SSL Certificates will be publically logged to improve security.
Google’s Chrome team has announced that Certificate Transparency will become a mandatory requirement for all publicly trusted SSL Certificates in 2017.
In the announcement, Google’s Ryan Sleevi stated that “certificates issued in October 2017 or later will be expected to comply with Chrome’s Certificate Transparency policy in order to be trusted by Chrome.”
Certificates that do not comply will be treated as un-trusted in Chrome and present full-page errors, effectively becoming unusable for most cases.
This policy will only apply to new certificates issued from October 2017 onward, allowing existing certificates to continue working without any changes.
Certificate Transparency’s (CT) goal is to provide better insight into the practices of Certificate Authorities (CAs), which are the companies that issue SSL certificates. CT is an entire technical mechanism and process that involves submitting issued SSL certificates to servers operating as “logs,” which are publicly available for monitoring. Once the SSL certificates are logged, they can provide proof of this to browsers (and other clients).
The idea is that users and industry watchdogs will be able to monitor these CT logs and identify fraudulently issued certificates, allowing for discovery of CA misconduct or compromise – effectively shining a light on CAs’ actions. This system becomes more effective as a higher percentage of certificates are logged – if everything is publically logged then everything is illuminated, and nothing can be hidden.
Currently, certificate mis-issuance is a huge risk in Web PKI. Mis-issuance is when a CA issues a certificate improperly, usually meaning that the certificate was issued to an unauthorized person, or does not comply with industry standards. This can be a result of the CA being compromised by hackers, or through their own actions (in error, or in a purposeful attempt to circumvent the rules).
While CT is a relatively new system, it has already been widely used by CAs for months, and has helped spot multiple mis-issuances and failures (for example, during WoSign’s recent mis-issuance problems).
For those unfamiliar with CT, know that it has been, and will be, one of the most significant improvements to security and oversight in the industry in years. Sleevi wrote, “the use of Certificate Transparency has profoundly altered how browsers, site owners, and relying parties are able to detect and respond to misissuance [sic], and importantly, gives new tools to mitigate the damage caused [by non-compliant CAs].”
As users of SSL certificates, there is not much to worry about here.
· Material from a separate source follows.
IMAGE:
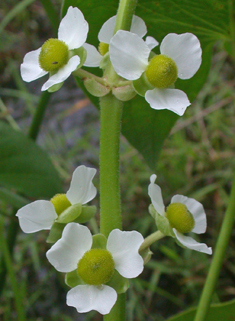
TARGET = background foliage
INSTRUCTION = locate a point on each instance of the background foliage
(197, 158)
Complying with Chrome’s policy and ‘participating’ in Certificate Transparency is the responsibility of the CA, not their customers.
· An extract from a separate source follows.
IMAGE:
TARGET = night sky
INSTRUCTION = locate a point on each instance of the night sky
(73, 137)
From a technical standpoint, there are a number of ways to comply with CT logging, and every CA will need to implement the method that works best for them. It will be a major undertaking, rivaling the SHA-1 migration. While some CAs have been logging their certificates for months, many of the world’s CAs have not logged a single certificate.
Google has already required Certificate Transparency for EV SSL certificates but has allowed voluntary participation for all other types of certificates.
This announcement comes just days after one of Google’s own CT logs had a technical failure, causing them to break compliance with Chrome’s policies. There is an on-going discussion if the log should be “dis-trusted,” and therefore no longer be a valid source for CT information. This has highlighted the fact that there are still some open questions regarding policy and behavior, and is one of the reasons that Google has given a full years notice before enforcement.
Google originally made this announcement at the 39th meeting of the CA/Browser Forum, an industry group of Web Browsers and Certificate Authorities that sets standards for publically-issued SSL certificates. The meeting was held in Seattle, Washington.
Other browsers, like Mozilla’s Firefox, have not yet made any announcement that CT will be mandatory, but it is expected that they will.